Like J.J. Abrams with “Star Wars: The Force Awakens,” Jon Favreau re-imagined “The Jungle Book” from both a child and adult perspective. “You’re trying to honor the emotional memory, the perceived memory of people who grew up with this stuff,” he recently explained at Hollywood’s El Capitan, where he showed footage and did a brief tech talk with Oscar-winning VFX supervisor Rob Legato (“Hugo,” “Titanic”).
“But you’re also trying to make a movie that appeals to the full audience. That’s really what Disney set out to do. I stuck with the ’67 story structure but focused on images that I remembered before watching it again.”
There’s also the iconic familiarity of the music. (“The Bare Necessities” and “Trust in Me” are included, and longtime Disney songwriter and composer Richard Sherman served as consultant.) “There’s a trick I learned on ‘Iron Man’: it’s not necessarily what’s in the material that’s most important — it’s what you remember. And I find that everyone has a collective memory that’s very similar.”
Usually, this high level of tech and artistry is reserved for big action spectacles, but Favreau said “The Jungle Book” was “a unique opportunity to use it for humor and emotion and showing nature and showing animals. And getting into that real deep, mythic imagery that, I think, always marries well with technology.”

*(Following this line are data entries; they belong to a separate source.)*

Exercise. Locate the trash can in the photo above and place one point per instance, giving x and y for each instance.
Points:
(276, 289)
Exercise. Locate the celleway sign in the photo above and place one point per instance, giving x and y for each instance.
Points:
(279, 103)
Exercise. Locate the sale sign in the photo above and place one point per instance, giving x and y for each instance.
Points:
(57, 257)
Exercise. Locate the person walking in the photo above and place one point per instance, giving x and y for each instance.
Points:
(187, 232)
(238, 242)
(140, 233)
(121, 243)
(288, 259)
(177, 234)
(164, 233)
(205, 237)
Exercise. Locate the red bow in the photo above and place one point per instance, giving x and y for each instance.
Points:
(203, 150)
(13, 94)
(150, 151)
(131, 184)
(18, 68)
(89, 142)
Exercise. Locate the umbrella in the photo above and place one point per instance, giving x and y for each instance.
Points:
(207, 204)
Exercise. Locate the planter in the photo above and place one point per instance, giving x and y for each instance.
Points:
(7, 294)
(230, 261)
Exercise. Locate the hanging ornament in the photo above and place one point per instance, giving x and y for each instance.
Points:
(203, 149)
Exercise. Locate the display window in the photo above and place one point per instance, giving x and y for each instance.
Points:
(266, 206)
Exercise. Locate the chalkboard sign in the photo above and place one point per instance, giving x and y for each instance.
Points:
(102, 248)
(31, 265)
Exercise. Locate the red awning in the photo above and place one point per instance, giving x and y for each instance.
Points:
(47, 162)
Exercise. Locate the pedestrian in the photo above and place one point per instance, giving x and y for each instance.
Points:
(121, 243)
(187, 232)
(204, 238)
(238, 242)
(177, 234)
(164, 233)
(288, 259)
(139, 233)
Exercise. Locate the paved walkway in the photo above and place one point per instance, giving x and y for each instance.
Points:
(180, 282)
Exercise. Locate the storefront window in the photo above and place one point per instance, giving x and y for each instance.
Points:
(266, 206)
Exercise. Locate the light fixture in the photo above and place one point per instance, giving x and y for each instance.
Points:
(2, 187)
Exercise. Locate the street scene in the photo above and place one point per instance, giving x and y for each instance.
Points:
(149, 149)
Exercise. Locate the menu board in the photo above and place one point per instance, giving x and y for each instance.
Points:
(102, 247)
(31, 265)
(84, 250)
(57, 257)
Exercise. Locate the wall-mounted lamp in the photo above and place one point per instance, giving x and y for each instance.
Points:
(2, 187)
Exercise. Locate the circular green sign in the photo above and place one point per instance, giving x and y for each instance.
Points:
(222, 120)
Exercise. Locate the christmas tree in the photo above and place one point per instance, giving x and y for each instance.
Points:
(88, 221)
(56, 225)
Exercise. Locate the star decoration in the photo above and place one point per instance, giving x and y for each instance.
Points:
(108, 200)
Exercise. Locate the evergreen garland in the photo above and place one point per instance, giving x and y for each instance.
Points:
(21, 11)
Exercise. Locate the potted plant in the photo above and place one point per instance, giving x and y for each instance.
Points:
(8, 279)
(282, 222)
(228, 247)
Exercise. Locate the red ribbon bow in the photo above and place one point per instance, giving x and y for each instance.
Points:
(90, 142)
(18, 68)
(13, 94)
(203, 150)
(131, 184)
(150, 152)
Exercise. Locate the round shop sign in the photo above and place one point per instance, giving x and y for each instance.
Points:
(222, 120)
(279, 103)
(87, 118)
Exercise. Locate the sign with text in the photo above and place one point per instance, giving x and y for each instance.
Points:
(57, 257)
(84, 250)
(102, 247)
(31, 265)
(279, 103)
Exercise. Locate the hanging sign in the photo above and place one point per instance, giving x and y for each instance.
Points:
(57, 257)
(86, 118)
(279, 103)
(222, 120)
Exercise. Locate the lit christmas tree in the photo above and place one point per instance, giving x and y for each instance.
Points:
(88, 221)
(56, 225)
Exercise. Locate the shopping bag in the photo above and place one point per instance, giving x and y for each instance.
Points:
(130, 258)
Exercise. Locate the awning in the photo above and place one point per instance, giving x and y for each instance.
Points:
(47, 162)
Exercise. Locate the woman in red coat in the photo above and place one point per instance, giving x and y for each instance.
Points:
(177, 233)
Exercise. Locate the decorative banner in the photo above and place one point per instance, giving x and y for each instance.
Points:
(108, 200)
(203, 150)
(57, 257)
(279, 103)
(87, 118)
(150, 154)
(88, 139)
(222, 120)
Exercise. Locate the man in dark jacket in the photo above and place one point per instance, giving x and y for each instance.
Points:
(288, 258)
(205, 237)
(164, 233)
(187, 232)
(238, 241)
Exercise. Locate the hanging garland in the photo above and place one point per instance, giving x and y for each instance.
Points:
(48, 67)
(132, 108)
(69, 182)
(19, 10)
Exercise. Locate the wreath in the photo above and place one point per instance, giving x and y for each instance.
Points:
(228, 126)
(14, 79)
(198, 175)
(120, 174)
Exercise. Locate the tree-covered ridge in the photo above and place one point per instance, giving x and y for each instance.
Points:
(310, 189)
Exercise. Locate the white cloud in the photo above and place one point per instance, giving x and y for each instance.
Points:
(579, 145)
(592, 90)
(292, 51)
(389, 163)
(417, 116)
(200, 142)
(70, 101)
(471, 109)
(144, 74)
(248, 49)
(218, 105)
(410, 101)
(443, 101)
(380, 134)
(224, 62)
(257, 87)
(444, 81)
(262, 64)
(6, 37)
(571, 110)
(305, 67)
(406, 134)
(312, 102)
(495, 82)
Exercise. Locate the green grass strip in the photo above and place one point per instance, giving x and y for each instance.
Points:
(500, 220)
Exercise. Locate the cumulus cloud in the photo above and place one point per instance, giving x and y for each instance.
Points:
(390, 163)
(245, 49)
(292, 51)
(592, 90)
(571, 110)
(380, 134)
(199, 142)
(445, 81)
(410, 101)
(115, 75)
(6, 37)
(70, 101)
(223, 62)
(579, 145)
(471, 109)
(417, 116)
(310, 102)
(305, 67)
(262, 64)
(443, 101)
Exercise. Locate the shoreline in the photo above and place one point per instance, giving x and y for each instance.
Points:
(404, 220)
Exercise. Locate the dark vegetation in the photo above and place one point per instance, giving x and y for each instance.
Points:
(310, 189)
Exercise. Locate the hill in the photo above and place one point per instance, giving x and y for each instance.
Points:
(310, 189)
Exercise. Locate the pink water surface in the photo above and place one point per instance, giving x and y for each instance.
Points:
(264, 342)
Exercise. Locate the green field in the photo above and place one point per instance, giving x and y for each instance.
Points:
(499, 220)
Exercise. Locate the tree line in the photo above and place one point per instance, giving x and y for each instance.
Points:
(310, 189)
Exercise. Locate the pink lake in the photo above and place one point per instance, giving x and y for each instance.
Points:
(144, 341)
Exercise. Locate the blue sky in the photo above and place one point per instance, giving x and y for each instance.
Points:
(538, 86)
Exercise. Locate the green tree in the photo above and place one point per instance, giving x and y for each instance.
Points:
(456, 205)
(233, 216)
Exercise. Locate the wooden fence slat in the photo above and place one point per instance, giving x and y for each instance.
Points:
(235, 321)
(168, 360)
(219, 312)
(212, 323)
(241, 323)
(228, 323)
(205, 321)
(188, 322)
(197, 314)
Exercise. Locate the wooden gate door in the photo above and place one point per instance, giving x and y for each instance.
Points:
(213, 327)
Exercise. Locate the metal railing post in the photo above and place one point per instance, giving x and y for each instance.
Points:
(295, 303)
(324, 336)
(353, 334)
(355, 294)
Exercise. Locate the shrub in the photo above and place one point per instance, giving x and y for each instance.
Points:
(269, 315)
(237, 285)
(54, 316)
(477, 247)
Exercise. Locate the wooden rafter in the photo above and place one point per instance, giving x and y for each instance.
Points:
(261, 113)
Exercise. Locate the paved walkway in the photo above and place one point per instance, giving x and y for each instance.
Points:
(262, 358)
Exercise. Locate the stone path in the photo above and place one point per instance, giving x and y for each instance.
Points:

Taking his photoreal cue from “Gravity,” Favreau went for a combination of performance capture and CG animation, with newcomer Neel Sethi as the only live actor, playing Mowgli. “The two biggest challenges were how to seamlessly integrate the live-action boy and believably get the animals to talk. We looked at animal behavior online for reference and would sometimes exaggerate the environment or scale for effect. Dogs or wolves are very expressive with eyebrows but not with their mouths; cats don’t use their eyebrows; bears use their lips and eyebrows. Each animal provided a different set of tools to use.”
Favreau added that he treated elephants more like Kipling, as “elevated, God-like figures that created the jungle.”
MPC did the vast majority of shots while Weta Digital handled King Louie and the other apes — not surprising, given its “King Kong” and “Planet of the Apes” pedigree.
Legato was thrilled to use the best that virtual production has to offer with some new lighting and rendering tools to make a simple and beautiful story. “It’s exciting for me because it bodes well for the future to create anything and not reserved just for movies that are larger than life about superheroes and destruction. After ‘The Revenant,’ I think we will be good public relations for bears.”